Quel équilibre entre protection des données personnelles de communication et lutte contre les atteintes à la propriété intellectuelle ?

 

 

 

Richard Milchior, associé, le 4 janvier 2023

 

Article publié dans le n°610 du 7 décembre 2022 de la revue Option Droit & Affaires

 

L’arrêt de la Cour de Justice de l’Union européenne (CJUE) intervenu dans une nouvelle affaire lancée par La Quadrature du Net définira les possibilités effectives de lutter contre les atteintes en ligne à la propriété intellectuelle tout en respectant la liberté des internautes.
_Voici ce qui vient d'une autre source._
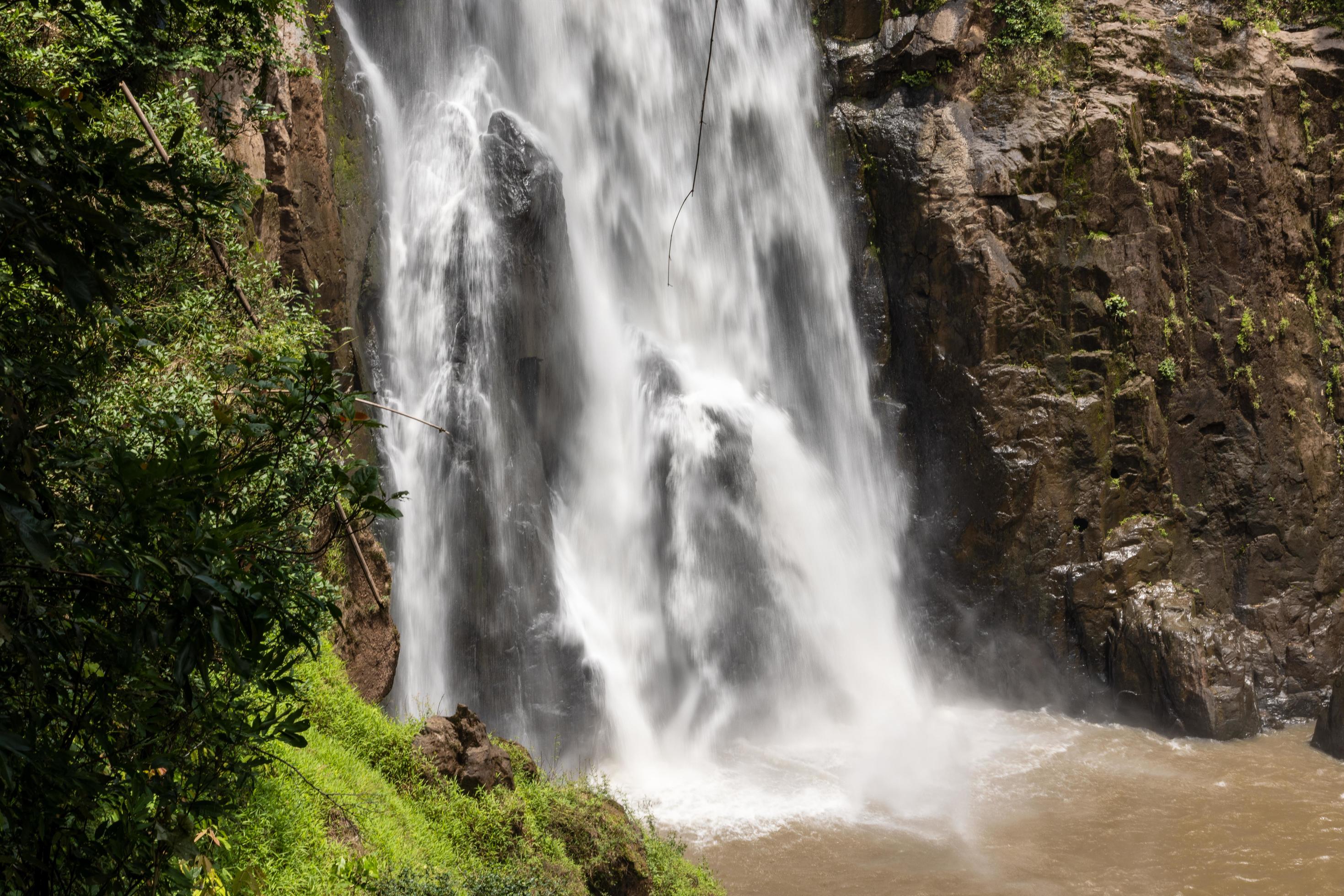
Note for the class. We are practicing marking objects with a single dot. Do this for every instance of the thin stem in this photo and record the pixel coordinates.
(699, 139)
(359, 554)
(214, 248)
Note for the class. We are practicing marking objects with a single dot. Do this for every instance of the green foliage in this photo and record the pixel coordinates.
(1248, 330)
(1027, 22)
(420, 837)
(159, 473)
(1119, 307)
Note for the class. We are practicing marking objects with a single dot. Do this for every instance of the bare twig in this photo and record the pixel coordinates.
(214, 248)
(393, 410)
(359, 554)
(361, 401)
(321, 793)
(699, 139)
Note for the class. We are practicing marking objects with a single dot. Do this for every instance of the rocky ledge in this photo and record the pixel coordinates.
(1100, 281)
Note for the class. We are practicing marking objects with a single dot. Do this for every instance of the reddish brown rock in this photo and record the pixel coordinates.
(460, 749)
(1111, 341)
(364, 639)
(1330, 725)
(606, 844)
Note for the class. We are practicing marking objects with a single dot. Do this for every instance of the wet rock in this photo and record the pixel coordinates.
(859, 19)
(364, 637)
(1190, 672)
(606, 844)
(1071, 450)
(460, 749)
(1330, 725)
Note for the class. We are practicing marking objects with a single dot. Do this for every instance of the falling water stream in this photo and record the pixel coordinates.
(663, 534)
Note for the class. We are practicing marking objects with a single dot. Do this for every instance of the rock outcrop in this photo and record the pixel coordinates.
(606, 844)
(1109, 325)
(460, 749)
(314, 217)
(1330, 725)
(364, 639)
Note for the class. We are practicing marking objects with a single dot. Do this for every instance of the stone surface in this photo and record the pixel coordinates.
(1330, 725)
(606, 844)
(1130, 497)
(460, 749)
(364, 639)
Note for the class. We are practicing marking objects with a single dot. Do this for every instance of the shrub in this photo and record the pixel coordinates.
(1027, 22)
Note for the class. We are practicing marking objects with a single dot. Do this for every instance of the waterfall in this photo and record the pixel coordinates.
(664, 534)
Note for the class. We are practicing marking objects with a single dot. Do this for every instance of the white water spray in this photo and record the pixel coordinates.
(722, 531)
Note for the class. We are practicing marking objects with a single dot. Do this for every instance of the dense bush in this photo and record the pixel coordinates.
(355, 808)
(161, 465)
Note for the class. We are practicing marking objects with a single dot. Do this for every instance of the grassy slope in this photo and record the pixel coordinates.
(417, 836)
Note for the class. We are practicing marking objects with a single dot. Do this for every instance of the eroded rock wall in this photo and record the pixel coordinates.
(1112, 324)
(314, 214)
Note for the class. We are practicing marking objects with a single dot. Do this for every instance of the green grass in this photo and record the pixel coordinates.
(420, 836)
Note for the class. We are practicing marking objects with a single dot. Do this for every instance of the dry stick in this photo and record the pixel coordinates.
(393, 410)
(359, 553)
(695, 175)
(214, 246)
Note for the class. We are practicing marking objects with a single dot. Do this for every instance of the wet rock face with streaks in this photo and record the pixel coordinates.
(1112, 327)
(1330, 725)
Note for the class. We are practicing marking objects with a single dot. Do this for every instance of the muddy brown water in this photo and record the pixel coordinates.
(1113, 811)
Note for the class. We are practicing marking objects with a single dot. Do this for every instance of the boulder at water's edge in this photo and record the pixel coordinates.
(1330, 725)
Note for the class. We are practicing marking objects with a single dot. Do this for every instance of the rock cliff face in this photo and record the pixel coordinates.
(1108, 316)
(315, 218)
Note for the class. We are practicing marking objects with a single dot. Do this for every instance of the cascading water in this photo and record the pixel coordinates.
(663, 531)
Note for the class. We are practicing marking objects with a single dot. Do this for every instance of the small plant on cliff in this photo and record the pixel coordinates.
(1027, 22)
(1248, 330)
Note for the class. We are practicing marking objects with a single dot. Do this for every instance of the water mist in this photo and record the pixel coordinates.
(663, 535)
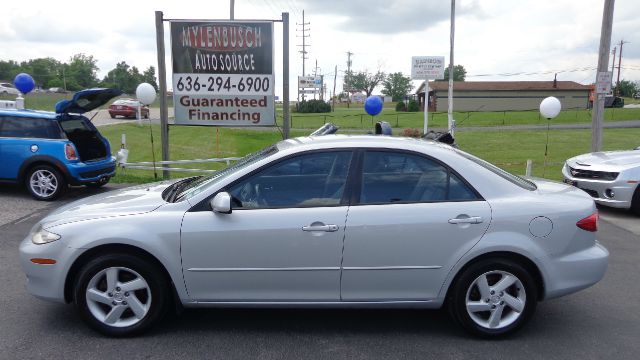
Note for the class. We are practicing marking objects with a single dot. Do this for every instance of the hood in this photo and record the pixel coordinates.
(86, 100)
(613, 159)
(129, 201)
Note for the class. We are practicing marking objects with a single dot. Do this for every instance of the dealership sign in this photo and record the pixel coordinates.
(427, 67)
(223, 73)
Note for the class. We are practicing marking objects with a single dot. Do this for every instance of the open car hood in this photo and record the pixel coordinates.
(86, 100)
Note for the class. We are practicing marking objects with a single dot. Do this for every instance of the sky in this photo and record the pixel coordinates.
(495, 40)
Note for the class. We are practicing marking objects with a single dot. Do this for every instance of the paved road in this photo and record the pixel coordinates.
(600, 322)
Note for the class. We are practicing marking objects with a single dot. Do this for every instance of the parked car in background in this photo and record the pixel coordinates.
(46, 151)
(610, 177)
(8, 89)
(128, 108)
(56, 90)
(428, 226)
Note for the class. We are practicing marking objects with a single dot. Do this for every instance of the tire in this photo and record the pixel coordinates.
(635, 201)
(497, 311)
(46, 183)
(98, 184)
(105, 303)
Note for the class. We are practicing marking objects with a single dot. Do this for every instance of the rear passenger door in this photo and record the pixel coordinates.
(411, 218)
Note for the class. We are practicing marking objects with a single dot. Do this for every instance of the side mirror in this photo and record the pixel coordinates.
(221, 203)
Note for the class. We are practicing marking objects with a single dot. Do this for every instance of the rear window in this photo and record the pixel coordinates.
(25, 127)
(74, 124)
(517, 180)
Par Richard Milchior, associé, Herald.

 


Le combat pour la liberté des internautes continue . Les conclusions de l’avocat général Maciej Szpunar du 27 octobre dernier devant la Cour de Justice de l’Union européenne (CJUE) font le point sur l’arbitrage entre la protection des libertés individuelles des internautes et les possibilités pour des institutions telle l’Hadopi (qui certes n’existe plus sous ce nom) de protéger les titulaires de droits de propriété intellectuelle.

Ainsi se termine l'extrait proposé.